Kelly is a youth worker, supporting LGBT+ young people across Cheshire, the coordinator of Transmission Art Project – a conceptual art project dealing with contemporary issues around gender – and an activist.
She organised her first demonstration in South Wales, against David Alton’s proposed bill to take away the right of women to make choices about their own bodies in 1988. Later the challenge was thrown down to organise a Trans Pride in Liverpool and she found an activity which resolved the split in her life between her public, political activism and a previously hidden and confused private life as a nascent transgender woman. Liverpool’s first Trans Pride took place on Transgender Day of Visibility (TDoV) 2019.
Originally set to be hosted as a socially-distanced event at Picturehouse @ FACT, the Film With Pride special was intended to include debate and discussion around the eight films: A Throne for Miss Ghana, All Falls Down, Ishq, Dosti and All That, Lilly, Finally Leon, Realness, Afirmar Con Ello Otro Mundo (Thus Affirm Another World) and F to M.
But, with the UK back in lockdown, the programme has moved online and we spoke to Kelly about her selections.
“A Throne for Miss Ghana, All Falls Down and Ishq, Dosti and All That, address some of the common truths or assumptions about the transgender experience, but in different ways. The films I’ve chosen very much reflect the breadth of common experience for transgender people internationally.
“A Throne for Miss Ghana reminded me of the kitsch magic of Ma Vie En Rose and the power of dreams and hope. All Falls Down looks at the reality of being transgender in suburban US and highlights how that is not the pot of gold at the end of our rainbow. Ishq, Dosti and All That is a beautifully-made documentary of trans life in India, which despite the various forms of distance, is immediately familiar to me.
“In many ways, Lilly is the film that has stayed with me most since making these selections. Like all of these films, there is a clumsiness to the film making to be expected from film makers working with one arm tied behind our backs. Inevitably there are scenes amongst all these films which hit the wrong note, but Lilly is the closest I’ve come to seeing my life prior to coming out, up on the screen!
“Finally Leon and Realness are two films standing on the shoulders of Rainer Werner Fassbinder and Pedro Almodovar, respectively. Finally Leon paints a beautifully simple portrait of the anguish of visibility – or lack of – of our oppression, in particular relating to transgender men.

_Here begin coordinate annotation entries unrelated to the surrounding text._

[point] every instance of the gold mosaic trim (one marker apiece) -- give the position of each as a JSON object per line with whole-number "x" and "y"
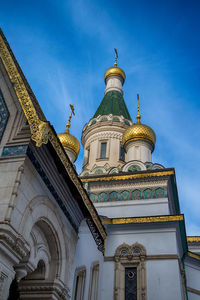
{"x": 129, "y": 176}
{"x": 42, "y": 132}
{"x": 39, "y": 129}
{"x": 142, "y": 219}
{"x": 193, "y": 239}
{"x": 193, "y": 255}
{"x": 194, "y": 291}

“Realness fleshes out our awareness of the trans experience in Spain with gusto, while Afirmar Con Ello Otro Mundo (Thus Affirm Another World) and F to M, finish our international tour of the trans experience and pack as much punch in their very short running times as a dozen of The Danish Girl
“Every one of these films is from a different country, but these two films encapsulate the commonality of experience we all face, beyond the immediate experiences of our respective genders.”